Curative Options in Sickle Cell Disease

In the last two decades, progresses on hematopoietic stem cell transplantation (HSCT) strategies have allowed to offer a new curative option to patients with SCD. The major limitation in diffusion of HSCT is (i) the availability of leukocyte antigen (HLA)-matched sibling donor; (ii) the toxicities associated with myeloablative conditioning; and (iii) inflammatory vasculopathy.[141-145] Recently, lentiviral gene therapy has been reported to be safe and to positively impact hematologic phenotype in a child with SCD.[146] Different clinical trials on gene therapy in SCD are on-going in various countries.[141-144]
Finally, the development of CRISPR/Cas9 genome editing (GE) strategy has been reported to represent a new potential therapeutic tool for genetic correction of SCD.[147-149] However, in SCD GE is still limited to cell- and/or animal-based studies.

Conclusions

In conclusion, the emerging picture for new treatment of SCD is that formation of dense red cells, vasculopathy, adhesion events and inflammation as well as oxidative stress might constitute new pharmacological targets (Figure 3).
Promising data have been reported on new therapeutic tools interfering with P-selectin and modulating inflammatory vasculopathy.

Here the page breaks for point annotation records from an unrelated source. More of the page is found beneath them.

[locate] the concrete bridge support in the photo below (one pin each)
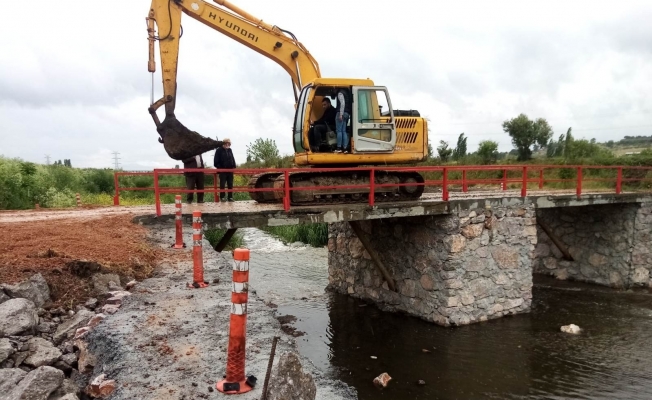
(454, 269)
(610, 245)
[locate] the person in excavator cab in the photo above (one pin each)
(323, 125)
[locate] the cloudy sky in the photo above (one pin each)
(74, 81)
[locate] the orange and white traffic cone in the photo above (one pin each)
(235, 381)
(178, 221)
(197, 256)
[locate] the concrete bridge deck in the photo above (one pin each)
(245, 214)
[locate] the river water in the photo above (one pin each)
(518, 357)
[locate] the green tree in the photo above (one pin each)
(263, 151)
(488, 151)
(460, 149)
(525, 133)
(443, 151)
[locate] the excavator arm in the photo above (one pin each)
(164, 26)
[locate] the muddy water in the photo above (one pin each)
(519, 357)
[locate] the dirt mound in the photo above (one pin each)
(180, 142)
(65, 252)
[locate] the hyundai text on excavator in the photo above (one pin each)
(379, 134)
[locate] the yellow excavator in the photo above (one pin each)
(379, 134)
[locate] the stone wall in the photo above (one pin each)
(610, 244)
(451, 269)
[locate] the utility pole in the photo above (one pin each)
(116, 160)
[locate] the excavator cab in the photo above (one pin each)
(371, 127)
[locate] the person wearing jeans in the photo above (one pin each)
(341, 121)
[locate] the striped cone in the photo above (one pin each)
(235, 381)
(178, 221)
(197, 256)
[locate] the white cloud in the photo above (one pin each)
(74, 83)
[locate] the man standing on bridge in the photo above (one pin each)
(224, 160)
(194, 179)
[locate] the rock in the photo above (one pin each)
(99, 387)
(81, 332)
(35, 289)
(86, 360)
(572, 328)
(101, 282)
(17, 316)
(6, 350)
(289, 382)
(91, 303)
(96, 320)
(382, 380)
(472, 231)
(69, 327)
(70, 358)
(41, 352)
(9, 378)
(110, 308)
(38, 384)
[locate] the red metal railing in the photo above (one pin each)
(523, 176)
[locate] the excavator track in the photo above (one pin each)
(337, 196)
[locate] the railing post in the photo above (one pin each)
(116, 183)
(444, 190)
(157, 194)
(372, 187)
(286, 187)
(524, 184)
(465, 187)
(215, 187)
(579, 183)
(505, 179)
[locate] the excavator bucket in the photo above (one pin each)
(181, 143)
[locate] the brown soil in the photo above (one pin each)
(52, 247)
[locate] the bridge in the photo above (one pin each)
(466, 250)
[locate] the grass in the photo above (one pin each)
(315, 235)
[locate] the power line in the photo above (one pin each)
(116, 160)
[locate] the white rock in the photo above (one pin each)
(572, 328)
(17, 316)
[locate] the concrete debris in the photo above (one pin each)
(9, 378)
(91, 303)
(38, 384)
(100, 387)
(289, 382)
(68, 328)
(35, 289)
(96, 320)
(17, 316)
(87, 360)
(572, 328)
(103, 283)
(382, 380)
(41, 353)
(110, 308)
(3, 296)
(81, 332)
(6, 350)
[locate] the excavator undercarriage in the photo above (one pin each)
(322, 192)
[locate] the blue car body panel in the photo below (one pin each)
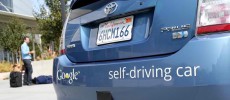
(152, 67)
(212, 82)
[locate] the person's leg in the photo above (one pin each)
(30, 71)
(25, 81)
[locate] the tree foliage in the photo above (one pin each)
(11, 34)
(50, 22)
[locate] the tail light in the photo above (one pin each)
(213, 16)
(62, 39)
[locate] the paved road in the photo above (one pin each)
(34, 92)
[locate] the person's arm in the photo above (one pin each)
(25, 51)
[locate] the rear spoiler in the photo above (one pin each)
(80, 3)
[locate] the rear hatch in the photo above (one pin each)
(122, 29)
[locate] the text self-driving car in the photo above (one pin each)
(145, 50)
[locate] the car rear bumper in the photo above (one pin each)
(199, 71)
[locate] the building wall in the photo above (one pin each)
(24, 7)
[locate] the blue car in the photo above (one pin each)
(145, 50)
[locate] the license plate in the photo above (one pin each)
(115, 31)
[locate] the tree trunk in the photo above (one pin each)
(8, 56)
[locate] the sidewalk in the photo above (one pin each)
(43, 67)
(34, 92)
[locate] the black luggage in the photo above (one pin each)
(43, 79)
(15, 79)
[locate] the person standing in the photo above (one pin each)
(26, 58)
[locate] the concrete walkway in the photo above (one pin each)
(43, 67)
(34, 92)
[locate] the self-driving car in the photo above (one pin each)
(145, 50)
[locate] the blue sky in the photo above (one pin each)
(37, 3)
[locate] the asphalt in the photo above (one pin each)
(34, 92)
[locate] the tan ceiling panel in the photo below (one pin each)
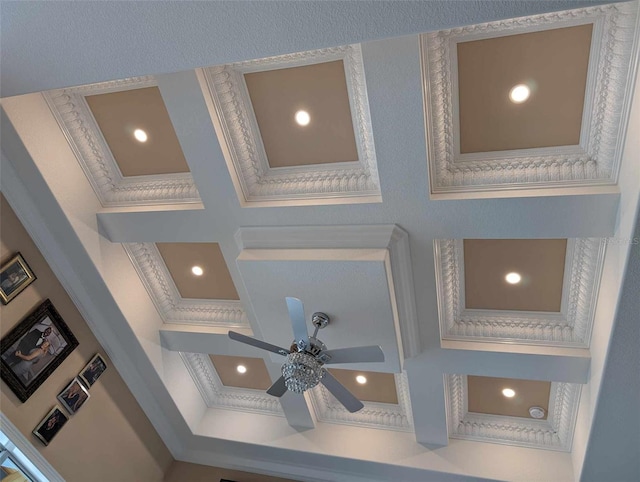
(256, 376)
(553, 63)
(485, 396)
(215, 282)
(380, 387)
(119, 114)
(540, 263)
(320, 90)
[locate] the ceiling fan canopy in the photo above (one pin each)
(304, 365)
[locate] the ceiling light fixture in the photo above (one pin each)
(509, 393)
(536, 412)
(303, 118)
(513, 278)
(140, 135)
(519, 93)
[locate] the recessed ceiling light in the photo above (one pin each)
(536, 412)
(513, 278)
(303, 118)
(140, 135)
(507, 392)
(519, 93)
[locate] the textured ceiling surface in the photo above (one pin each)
(378, 244)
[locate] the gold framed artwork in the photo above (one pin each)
(15, 276)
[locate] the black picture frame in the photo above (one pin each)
(15, 276)
(50, 425)
(73, 396)
(93, 370)
(27, 339)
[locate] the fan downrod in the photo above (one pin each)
(320, 320)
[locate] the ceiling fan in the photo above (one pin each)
(303, 368)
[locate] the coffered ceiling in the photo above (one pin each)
(405, 241)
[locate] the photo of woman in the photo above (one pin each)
(23, 367)
(73, 396)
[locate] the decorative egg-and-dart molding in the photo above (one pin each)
(165, 295)
(571, 327)
(256, 183)
(90, 148)
(217, 395)
(595, 161)
(375, 415)
(554, 433)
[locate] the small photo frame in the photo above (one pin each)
(93, 370)
(74, 396)
(15, 276)
(50, 425)
(34, 349)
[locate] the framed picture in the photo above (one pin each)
(74, 396)
(50, 425)
(93, 370)
(34, 349)
(15, 276)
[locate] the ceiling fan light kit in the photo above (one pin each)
(303, 368)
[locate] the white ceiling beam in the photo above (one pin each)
(569, 365)
(585, 216)
(210, 33)
(205, 339)
(191, 118)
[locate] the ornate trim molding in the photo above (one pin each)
(594, 161)
(90, 148)
(172, 307)
(390, 237)
(555, 433)
(375, 415)
(570, 327)
(257, 184)
(217, 395)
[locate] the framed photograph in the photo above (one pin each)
(93, 370)
(34, 349)
(74, 396)
(50, 425)
(15, 276)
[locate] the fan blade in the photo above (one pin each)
(278, 388)
(296, 313)
(344, 396)
(358, 354)
(257, 343)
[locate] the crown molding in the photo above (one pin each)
(256, 183)
(571, 327)
(76, 121)
(387, 416)
(554, 433)
(595, 161)
(390, 237)
(217, 395)
(156, 278)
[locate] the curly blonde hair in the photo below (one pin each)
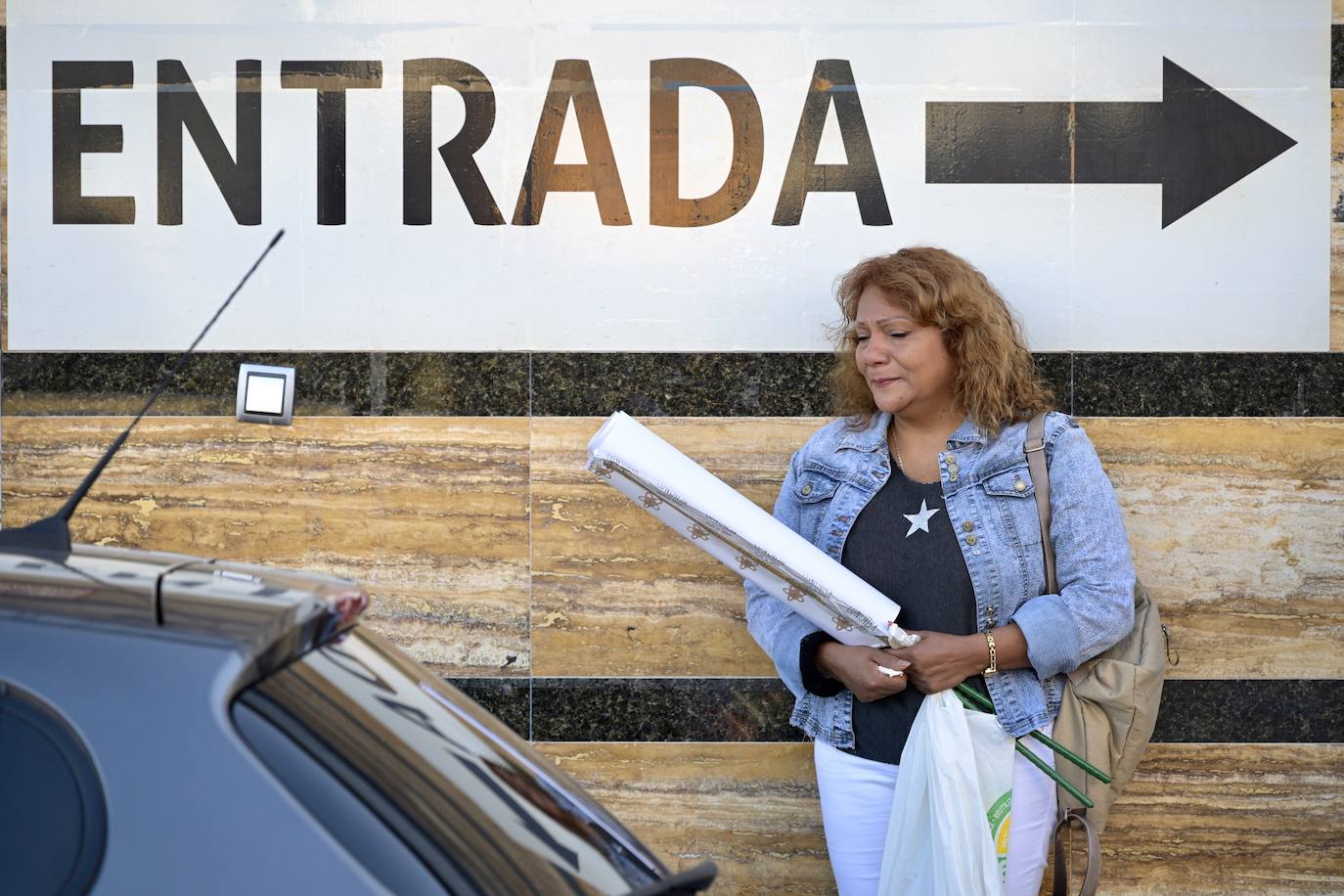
(996, 381)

However, some concerns have been expressed about possible reductions of appropriate inflammatory responses to pathogens, although the initial trials did not show any signal in this direction. A new field of combinatorial therapy for SCD will require a holistic approach, considering the improvement of patient quality of life as an important outcome in designing new clinical studies.

Acknowledgments

We would like to thank Dr Carlo Brugnara (Boston Children’s Hospital, Harvard Medical School, Boston, MA; USA) for fruitful discussion and manuscript revision. 

Competing Interests and Funding

The Authors declare that they have no conflict of interest. This work was supported by FUR-UNIVR (LDF).